Case study: ‘When you start seeing results, you put the gas on’
Sammie Ellard-King, 33, from Hampshire, ascribes his interest in DIY investing to a conversation he had in Vietnam eight years ago.
‘I was travelling in Vietnam with a group of friends and I was deep in debt at the time – around £20,000.
‘One of my friends was very successful at a young age and he said something to me one night that totally altered my thinking.
‘He asked me how much I spent a year and I replied roughly £30,000. He then asked me, “When do you want to retire?” I said, no later than 50. Lastly, he asked, “When do you want to pass away?” and I said 80-years-old. He then said, “This means you’d need £900,000 just to maintain your current lifestyle and I’m guessing you don’t have that?”
‘That’s when I knew I needed to change my relationship with money.’
Two years later Sammie, who is a sales and marketing expert, had cleared his debt and was on the way to becoming a successful investor.

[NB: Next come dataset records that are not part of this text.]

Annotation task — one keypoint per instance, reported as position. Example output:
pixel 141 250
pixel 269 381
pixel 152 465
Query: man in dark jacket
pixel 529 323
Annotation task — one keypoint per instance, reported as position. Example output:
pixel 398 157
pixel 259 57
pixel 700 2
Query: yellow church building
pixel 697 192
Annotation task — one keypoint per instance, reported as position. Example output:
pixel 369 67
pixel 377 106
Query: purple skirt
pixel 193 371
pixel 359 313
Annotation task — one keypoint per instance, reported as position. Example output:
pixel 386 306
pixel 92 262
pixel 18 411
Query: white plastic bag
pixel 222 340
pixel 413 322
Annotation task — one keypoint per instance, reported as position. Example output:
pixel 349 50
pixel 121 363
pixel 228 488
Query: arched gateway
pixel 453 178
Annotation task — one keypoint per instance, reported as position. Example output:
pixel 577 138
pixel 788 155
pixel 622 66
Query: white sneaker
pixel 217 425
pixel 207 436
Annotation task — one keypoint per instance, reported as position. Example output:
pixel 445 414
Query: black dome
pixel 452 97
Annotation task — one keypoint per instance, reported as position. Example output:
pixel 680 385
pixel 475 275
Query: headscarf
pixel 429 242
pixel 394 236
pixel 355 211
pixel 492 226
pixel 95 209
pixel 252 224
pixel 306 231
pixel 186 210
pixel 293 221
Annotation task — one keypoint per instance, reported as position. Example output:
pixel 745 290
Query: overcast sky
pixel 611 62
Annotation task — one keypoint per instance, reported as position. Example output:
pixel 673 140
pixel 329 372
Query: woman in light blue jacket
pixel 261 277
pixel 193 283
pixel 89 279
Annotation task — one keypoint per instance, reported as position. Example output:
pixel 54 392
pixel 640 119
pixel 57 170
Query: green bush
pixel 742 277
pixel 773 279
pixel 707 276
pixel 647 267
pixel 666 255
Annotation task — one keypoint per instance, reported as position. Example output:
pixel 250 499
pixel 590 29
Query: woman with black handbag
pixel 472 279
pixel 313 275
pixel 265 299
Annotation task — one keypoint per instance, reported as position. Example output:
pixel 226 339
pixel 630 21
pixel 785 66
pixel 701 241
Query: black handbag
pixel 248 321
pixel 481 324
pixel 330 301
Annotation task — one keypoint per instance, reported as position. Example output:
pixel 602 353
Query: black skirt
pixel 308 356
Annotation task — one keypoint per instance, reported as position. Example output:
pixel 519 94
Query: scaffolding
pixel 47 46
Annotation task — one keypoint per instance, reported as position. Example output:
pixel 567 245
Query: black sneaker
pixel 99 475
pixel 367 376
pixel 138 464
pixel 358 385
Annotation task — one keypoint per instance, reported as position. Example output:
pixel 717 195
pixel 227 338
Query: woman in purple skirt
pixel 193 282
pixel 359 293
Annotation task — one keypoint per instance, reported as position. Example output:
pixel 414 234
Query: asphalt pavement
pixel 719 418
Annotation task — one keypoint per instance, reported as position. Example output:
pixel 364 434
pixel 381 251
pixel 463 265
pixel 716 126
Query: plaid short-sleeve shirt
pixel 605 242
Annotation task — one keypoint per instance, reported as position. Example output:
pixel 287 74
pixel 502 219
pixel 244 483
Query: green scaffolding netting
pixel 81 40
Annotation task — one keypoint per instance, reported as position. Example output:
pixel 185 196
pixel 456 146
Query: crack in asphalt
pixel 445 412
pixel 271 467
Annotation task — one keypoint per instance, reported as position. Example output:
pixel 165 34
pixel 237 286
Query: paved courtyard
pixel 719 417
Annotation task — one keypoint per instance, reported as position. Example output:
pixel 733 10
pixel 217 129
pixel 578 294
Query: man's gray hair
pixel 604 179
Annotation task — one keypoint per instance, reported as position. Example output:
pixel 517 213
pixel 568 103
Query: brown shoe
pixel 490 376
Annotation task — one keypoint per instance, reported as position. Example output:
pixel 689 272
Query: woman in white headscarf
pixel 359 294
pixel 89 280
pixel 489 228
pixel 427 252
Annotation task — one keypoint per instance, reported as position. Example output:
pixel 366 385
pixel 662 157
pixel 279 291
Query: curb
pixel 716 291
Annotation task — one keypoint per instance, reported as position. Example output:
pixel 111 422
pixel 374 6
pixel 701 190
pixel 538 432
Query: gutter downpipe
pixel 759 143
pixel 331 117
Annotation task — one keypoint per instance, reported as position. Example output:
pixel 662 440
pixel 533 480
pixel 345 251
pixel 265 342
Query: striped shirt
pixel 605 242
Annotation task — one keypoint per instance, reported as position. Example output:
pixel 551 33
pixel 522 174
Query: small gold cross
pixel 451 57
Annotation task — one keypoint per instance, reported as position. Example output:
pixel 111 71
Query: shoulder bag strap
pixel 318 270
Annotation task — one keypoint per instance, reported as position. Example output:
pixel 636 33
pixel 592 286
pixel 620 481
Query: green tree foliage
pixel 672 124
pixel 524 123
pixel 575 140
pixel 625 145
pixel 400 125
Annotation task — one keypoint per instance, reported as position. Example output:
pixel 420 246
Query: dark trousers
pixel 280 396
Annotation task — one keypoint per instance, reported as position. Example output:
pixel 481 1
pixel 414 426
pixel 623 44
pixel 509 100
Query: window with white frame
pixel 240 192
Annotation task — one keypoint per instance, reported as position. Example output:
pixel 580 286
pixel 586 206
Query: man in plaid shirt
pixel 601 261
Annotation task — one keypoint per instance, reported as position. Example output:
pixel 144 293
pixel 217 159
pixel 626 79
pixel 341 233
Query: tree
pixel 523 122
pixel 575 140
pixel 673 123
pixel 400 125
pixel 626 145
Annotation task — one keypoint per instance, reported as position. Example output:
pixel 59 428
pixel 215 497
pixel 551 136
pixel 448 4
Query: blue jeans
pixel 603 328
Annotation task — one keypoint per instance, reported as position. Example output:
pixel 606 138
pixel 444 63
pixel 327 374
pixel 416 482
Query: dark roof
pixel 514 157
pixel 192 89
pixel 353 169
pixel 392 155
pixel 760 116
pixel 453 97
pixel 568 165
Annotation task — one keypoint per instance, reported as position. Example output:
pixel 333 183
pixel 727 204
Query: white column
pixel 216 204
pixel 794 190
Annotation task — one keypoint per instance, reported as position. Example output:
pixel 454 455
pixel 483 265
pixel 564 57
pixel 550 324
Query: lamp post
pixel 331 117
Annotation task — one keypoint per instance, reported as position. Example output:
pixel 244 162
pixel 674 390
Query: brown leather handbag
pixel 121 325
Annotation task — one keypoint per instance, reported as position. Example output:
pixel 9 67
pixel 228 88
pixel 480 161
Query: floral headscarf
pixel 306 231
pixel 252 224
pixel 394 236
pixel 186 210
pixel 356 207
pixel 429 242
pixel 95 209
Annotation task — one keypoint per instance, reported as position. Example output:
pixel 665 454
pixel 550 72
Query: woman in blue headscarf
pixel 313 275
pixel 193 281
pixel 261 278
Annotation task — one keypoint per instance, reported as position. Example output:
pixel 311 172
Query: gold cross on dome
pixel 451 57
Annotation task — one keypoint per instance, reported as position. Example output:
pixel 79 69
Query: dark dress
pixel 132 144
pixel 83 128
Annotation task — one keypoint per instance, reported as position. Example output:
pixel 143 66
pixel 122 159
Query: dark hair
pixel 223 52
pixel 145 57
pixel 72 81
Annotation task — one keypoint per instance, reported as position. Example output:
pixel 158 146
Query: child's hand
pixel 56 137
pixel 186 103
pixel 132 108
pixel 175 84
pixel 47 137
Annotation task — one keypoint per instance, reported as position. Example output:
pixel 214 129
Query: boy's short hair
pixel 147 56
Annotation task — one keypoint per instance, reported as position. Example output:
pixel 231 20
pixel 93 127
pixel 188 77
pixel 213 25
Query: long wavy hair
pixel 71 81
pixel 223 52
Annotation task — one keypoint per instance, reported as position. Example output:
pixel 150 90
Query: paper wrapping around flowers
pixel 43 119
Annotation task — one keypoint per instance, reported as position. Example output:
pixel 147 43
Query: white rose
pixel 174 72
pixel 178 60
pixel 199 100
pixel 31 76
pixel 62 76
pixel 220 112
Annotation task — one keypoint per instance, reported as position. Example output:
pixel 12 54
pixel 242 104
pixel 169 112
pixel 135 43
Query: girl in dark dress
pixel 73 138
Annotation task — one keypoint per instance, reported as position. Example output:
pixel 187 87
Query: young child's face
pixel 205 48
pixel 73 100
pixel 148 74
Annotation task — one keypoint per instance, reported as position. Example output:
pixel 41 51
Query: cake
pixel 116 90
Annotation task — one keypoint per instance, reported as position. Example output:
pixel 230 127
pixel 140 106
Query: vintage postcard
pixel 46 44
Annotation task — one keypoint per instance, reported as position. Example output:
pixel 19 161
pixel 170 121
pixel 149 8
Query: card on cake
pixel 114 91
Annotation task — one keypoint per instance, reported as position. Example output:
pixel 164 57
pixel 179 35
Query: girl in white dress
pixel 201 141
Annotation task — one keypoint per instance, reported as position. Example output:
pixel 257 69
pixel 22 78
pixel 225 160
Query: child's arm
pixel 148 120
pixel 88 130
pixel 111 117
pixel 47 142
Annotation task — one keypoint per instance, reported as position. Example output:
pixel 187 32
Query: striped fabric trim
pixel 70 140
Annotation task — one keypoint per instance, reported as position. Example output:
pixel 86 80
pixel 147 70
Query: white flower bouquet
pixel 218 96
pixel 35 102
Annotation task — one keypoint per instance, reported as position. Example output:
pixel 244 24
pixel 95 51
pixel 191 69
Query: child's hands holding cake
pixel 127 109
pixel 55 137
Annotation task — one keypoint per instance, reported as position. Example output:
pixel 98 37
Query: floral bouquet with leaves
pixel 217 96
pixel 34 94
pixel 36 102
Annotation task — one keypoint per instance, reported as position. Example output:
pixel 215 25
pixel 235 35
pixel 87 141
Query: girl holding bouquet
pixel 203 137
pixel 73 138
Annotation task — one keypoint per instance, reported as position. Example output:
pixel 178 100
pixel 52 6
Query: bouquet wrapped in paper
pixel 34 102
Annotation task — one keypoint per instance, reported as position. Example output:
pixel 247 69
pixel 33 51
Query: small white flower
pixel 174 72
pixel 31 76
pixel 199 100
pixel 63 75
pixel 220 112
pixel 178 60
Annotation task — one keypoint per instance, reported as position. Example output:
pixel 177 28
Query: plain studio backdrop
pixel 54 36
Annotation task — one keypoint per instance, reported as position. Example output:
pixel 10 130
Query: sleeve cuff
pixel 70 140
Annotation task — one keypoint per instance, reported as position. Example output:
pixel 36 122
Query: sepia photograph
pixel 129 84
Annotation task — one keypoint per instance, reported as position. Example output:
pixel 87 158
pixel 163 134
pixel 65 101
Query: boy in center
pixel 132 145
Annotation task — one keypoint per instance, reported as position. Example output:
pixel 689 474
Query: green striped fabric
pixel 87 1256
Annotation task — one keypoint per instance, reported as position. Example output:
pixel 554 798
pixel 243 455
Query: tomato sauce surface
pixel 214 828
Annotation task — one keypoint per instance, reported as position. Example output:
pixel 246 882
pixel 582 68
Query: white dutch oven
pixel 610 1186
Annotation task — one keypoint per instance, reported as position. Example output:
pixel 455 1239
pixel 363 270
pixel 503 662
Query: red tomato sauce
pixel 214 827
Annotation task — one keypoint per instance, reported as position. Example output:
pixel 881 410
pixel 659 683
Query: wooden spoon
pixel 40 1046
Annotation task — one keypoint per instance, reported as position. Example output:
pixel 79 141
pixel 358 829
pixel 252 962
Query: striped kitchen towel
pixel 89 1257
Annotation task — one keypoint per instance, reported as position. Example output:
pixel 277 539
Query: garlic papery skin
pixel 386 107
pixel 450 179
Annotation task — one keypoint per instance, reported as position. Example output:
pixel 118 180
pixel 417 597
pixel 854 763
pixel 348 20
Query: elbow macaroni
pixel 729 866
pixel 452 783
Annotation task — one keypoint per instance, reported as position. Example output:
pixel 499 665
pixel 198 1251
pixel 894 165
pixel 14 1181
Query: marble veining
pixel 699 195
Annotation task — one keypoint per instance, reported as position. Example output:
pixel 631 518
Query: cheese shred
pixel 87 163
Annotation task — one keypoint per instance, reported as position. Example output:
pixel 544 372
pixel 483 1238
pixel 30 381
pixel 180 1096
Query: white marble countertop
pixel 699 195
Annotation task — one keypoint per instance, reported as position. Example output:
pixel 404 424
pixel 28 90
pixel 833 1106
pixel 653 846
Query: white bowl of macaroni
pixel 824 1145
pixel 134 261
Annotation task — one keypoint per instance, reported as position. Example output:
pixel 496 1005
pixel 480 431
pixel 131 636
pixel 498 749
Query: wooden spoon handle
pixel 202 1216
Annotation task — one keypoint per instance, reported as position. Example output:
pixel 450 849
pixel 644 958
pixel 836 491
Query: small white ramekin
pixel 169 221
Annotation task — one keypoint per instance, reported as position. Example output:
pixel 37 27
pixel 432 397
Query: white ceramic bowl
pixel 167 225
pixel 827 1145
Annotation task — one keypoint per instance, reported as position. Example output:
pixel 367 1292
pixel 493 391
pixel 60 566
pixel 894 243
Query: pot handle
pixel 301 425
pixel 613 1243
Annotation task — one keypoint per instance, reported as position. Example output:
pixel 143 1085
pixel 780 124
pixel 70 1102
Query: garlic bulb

He has learned everything he can about investing from books, podcasts and Audible courses. He says: ‘I am self-taught. I’ve read every single investing book I could find alongside thousands of hours listening to podcasts and audible courses. Technology has changed everything. There are apps you can download and you can sign up for saving or investment accounts within minutes on your phone and start from as little as £1.’
Sammie says he started by investing just £50 a month, but has since upped this.
‘When you start seeing results, you put the gas on,’ he explains.
‘My one tip is to always keep it simple. The ones who get caught up in the hype trading too often usually end up on the losing side. My investment strategy is long term and my portfolio is full of items I use every day.
‘This ranges from tech companies like Apple and Microsoft right through to household staples in companies like Johnson & Johnson and Unilever. I like to play the long game and it’s paid off for me so far.’
Sammie also recommends using tax-efficient wrappers like Isas and pensions for your investments.
‘I use Hargreaves Lansdown for my Stocks & Shares Isa and SIPP. They’re super-easy to use and have a direct debit feature, which I use to pay directly into my chosen funds. I also have a play account with eToro, and I put a small amount in each month to mess around with some more high-risk stocks.’
Sammie recently started his own investment website, Up The Gains, to help people to learn how to invest safely.
‘Financial literacy is almost non-existent in the UK and mostly you’re forced to learn along the way. Our schools still teach Pythagoras’ theorem over basic financial lessons,’ he says.
‘Our goal is to transform the money conversation into a positive one that helps your wallets grow.’